Zhang Jian's Blog

Python Interview Common Questions and Answers (1-hour Quick View)

Author: Zhang Jian Posted 2 days ago 21 min read

I. Python Basics

1. Variables and Data Types

  • Dynamic Typing: Variable types are determined at runtime, and their types can be changed.

2. List vs. Tuple

Feature List Tuple
Mutability Mutable Immutable
Syntax [] ()
As Dict Key Cannot Can

3. Dictionary and Set

# Dictionary operations
d = {'a': 1}
d.get('b', 0)  # Safe access, returns 0 if key 'b' does not exist

# Set operations
s = {1,2,3}
s.add(4)  # Add element

II. Core Concepts

1. Deep vs.
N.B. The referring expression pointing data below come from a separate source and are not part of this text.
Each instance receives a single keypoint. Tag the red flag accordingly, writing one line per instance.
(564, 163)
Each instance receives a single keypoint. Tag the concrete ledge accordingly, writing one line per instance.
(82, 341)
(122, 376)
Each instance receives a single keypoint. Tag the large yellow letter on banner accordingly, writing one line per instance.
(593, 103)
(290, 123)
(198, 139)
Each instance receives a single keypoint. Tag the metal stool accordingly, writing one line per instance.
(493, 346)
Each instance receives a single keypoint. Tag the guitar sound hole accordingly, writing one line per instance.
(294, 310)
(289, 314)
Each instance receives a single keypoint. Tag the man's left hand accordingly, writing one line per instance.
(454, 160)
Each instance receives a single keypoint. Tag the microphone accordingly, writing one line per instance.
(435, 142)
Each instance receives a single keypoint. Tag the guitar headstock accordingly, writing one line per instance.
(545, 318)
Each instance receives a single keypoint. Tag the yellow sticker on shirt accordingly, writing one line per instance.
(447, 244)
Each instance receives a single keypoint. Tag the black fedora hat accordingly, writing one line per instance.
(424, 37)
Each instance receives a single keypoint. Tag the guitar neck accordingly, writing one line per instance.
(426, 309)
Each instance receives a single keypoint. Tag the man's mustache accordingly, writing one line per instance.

Shallow Copy

import copy
lst = [1, [2,3]]
shallow = lst.copy()        # Shallow copy
deep = copy.deepcopy(lst)   # Deep copy

2. Function Argument Pitfalls

# Incorrect example
def func(a, lst=[]):  # Default list will persist across calls
    lst.append(a)
    return lst


print(func(1))  # Outputs [1]
print(func(2))  # Outputs [1, 2] instead of the expected [2]
print(func(3))  # Outputs [1, 2, 3] instead of the expected [3]
# Correct example
def func(a, lst=None):
    if lst is None:
        lst = []  # A new list is created for each call
    lst.append(a)
    return lst


print(func(1))  # Outputs [1]
print(func(2))  # Outputs [2]
print(func(3, [1, 2]))  # Outputs [1, 2, 3]

The root cause of this issue is that default arguments in Python are evaluated once when the function is defined, not each time the function is called.

3. Decorator Template

@decorator1
def my_function(a, b):
    return a + b

# Equivalent to:
# my_function = decorator1(my_function)

Example: Logger Decorator

def logger(func):
    def wrapper(*args, **kwargs):
        print(f"Calling function: {func.__name__}, Arguments: {args}, {kwargs}")
        result = func(*args, **kwargs)
        print(f"Function {func.__name__} returned: {result}")
        return result
    return wrapper

@logger
def add(a, b):
    return a + b

add(3, 5)
# Output:
# Calling function: add, Arguments: (3, 5), {}
# Function add returned: 8

III. Object-Oriented Programming (OOP)

Class Structure Example

class MyClass:
    class_var = 0  # Class variable

    def __init__(self, x):
        self.x = x  # Instance variable

    @staticmethod
    def static_method():
        pass

    @classmethod
    def class_method(cls):
        pass

IV. Common Pitfalls

1. Loop Variable Leakage (Closure Issue)

funcs = [lambda x: x + i for i in range(3)]
# The 'i' in all lambda functions will be its final value, 2
print([f(0) for f in funcs])  # Outputs [2,2,2], not the expected [0,1,2]

Why does this happen?

  1. Closure Characteristics:

    • The lambda function creates a closure, which captures the variable i itself, not its value at the time of creation.
    • Python closures are "late binding," meaning they look up the variable's value when the function is called, not when it's defined.
  2. Loop Execution Process:

    • When the list comprehension executes, the value of i becomes 0, then 1, then 2.
    • However, the lambda functions are not executed immediately; they are only created.
    • All lambda functions refer to the same variable i.
  3. Situation at Actual Call Time:

    • After the loop finishes, the final value of i is 2.
    • When we call f(0), all lambda functions look up the current value of i, which is 2.
    • Therefore, each function calculates 0 + 2, resulting in 2.

How to solve this issue?

Use a factory function (a form of closure).

def make_adder(i):
    return lambda x: x + i

funcs = [make_adder(i) for i in range(3)]
print([f(0) for f in funcs])  # Outputs [0,1,2]
  • By using a factory function make_adder, a new scope is created for each call.
  • Each lambda captures the i from its respective (different) scope.

Quick Recap / Cheat Sheet

  1. Mutable objects: list/dict/set
  2. Immutable objects: int/float/str/tuple
  3. Shallow copy only copies the outermost layer.
  4. Decorators are essentially nested functions (or higher-order functions).
  5. GIL (Global Interpreter Lock) is a mutex that ensures only one thread executes Python bytecode at any given time.